The callback receives the value and must return a new `Either[L, R]`:

```go
e := mo.Left[string, int]("hello")
upper := e.MapLeft(func(s string) mo.Either[string, int] {
    return mo.Left[string, int](strings.ToUpper(s))
})
// Left("HELLO")

e2 := mo.Right[string, int](42)
doubled := e2.MapRight(func(v int) mo.Either[string, int] {
    return mo.Right[string, int](v * 2)
})
// Right(84)
```

**Go limitation:** Like Option.Map and Result.Map, direct Either methods cannot change the type parameters.
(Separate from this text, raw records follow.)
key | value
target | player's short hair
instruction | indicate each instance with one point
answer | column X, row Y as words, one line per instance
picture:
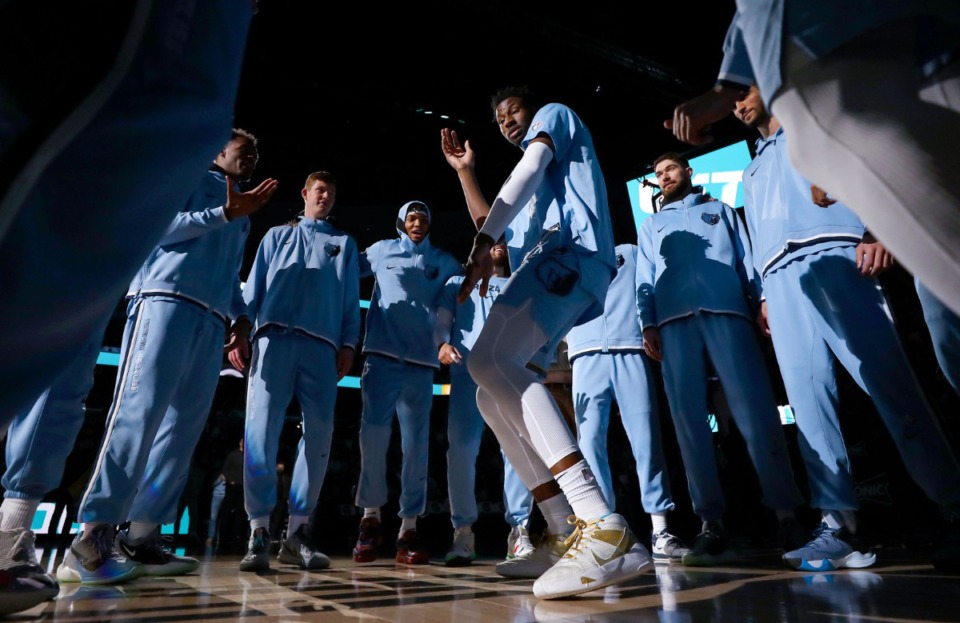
column 323, row 176
column 672, row 155
column 529, row 96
Use sub-package `either.MapLeft`/`either.MapRight` for type-changing transforms — see [Pipelines Reference](./pipelines.md).

### Match — pattern matching

```go
e.Match(
    func(left string) mo.Either[string, int] {
        fmt.Println("Left:", left)
        return mo.Left[string, int](left)
    },
    func(right int) mo.Either[string, int] {
        fmt.Println("Right:", right)
        return mo.Right[string, int](right)
    },
)
```

### ForEach — side effects

```go
e.ForEach(
    func(left string) { fmt.Println("Left:", left) },
    func(right int) { fmt.Println("Right:", right) },
)
```

## Either vs Result

| Feature       | Either[L, R]            | Result[T]               |
| ------------- | ----------------------- | ----------------------- |
| Left/Err type | Any type L              | Always `error`          |
| Semantics     | Two valid alternatives  | Success or failure      |
| Use case      | Cached vs fresh, A vs B | Operation that may fail |
| JSON          | Not supported           | JSON-RPC format         |

`Result[T]` is equivalent to `Either[error, T]` — use `result.ToEither()` to convert.
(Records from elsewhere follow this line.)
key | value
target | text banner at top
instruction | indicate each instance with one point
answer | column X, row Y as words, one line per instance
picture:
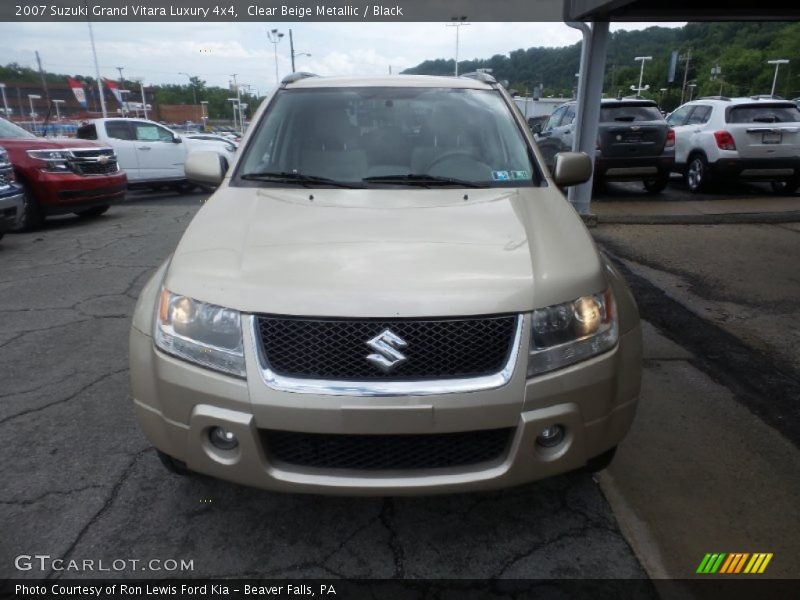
column 265, row 10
## Either3[T1, T2, T3] — Three-Type Union

### Constructors

```go
e := mo.NewEither3Arg1[string, int, bool]("hello")  // T1 variant
e := mo.NewEither3Arg2[string, int, bool](42)         // T2 variant
e := mo.NewEither3Arg3[string, int, bool](true)       // T3 variant
```

### Type Checking and Extraction

```go
e.IsArg1()  // true if T1
e.IsArg2()  // true if T2
e.IsArg3()  // true if T3

val, ok := e.Arg1()      // (T1, bool)
val := e.MustArg1()      // T1 or panics
val := e.Arg1OrElse(fb)  // T1 or fallback
val := e.Arg1OrEmpty()   // T1 or zero value
t1, t2, t3 := e.Unpack() // all three (two will be zero)
```

### Pattern Matching

```go
e.Match(
    func(s string) mo.Either3[string, int, bool] { ... },
    func(i int) mo.Either3[string, int, bool] { ... },
    func(b bool) mo.Either3[string, int, bool] { ... },
)
```

### Transformations

MapArg callbacks receive the value and return a new Either3:

```go
e.MapArg1(func(s string) mo.Either3[string, int, bool] {
    return mo.NewEither3Arg1[string, int, bool](strings.ToUpper(s))
})
e.MapArg2(func(i int) mo.Either3[string, int, bool] {
    return mo.NewEither3Arg2[string, int, bool](i * 2)
})
```

## Either4 and Either5

Follow the exact same pattern as Either3 with 4 and 5 type parameters respectively:

- **Either4[T1, T2, T3, T4]**: `NewEither4Arg1` through `NewEither4Arg4`, `IsArg1`-`IsArg4`, `MapArg1`-`MapArg4`
- **Either5[T1, T2, T3, T4, T5]**: `NewEither5Arg1` through `NewEither5Arg5`, `IsArg1`-`IsArg5`, `MapArg1`-`MapArg5`

Use Either3+ when you need a type-safe union of multiple types — for example, an API that returns different response shapes depending on the request type.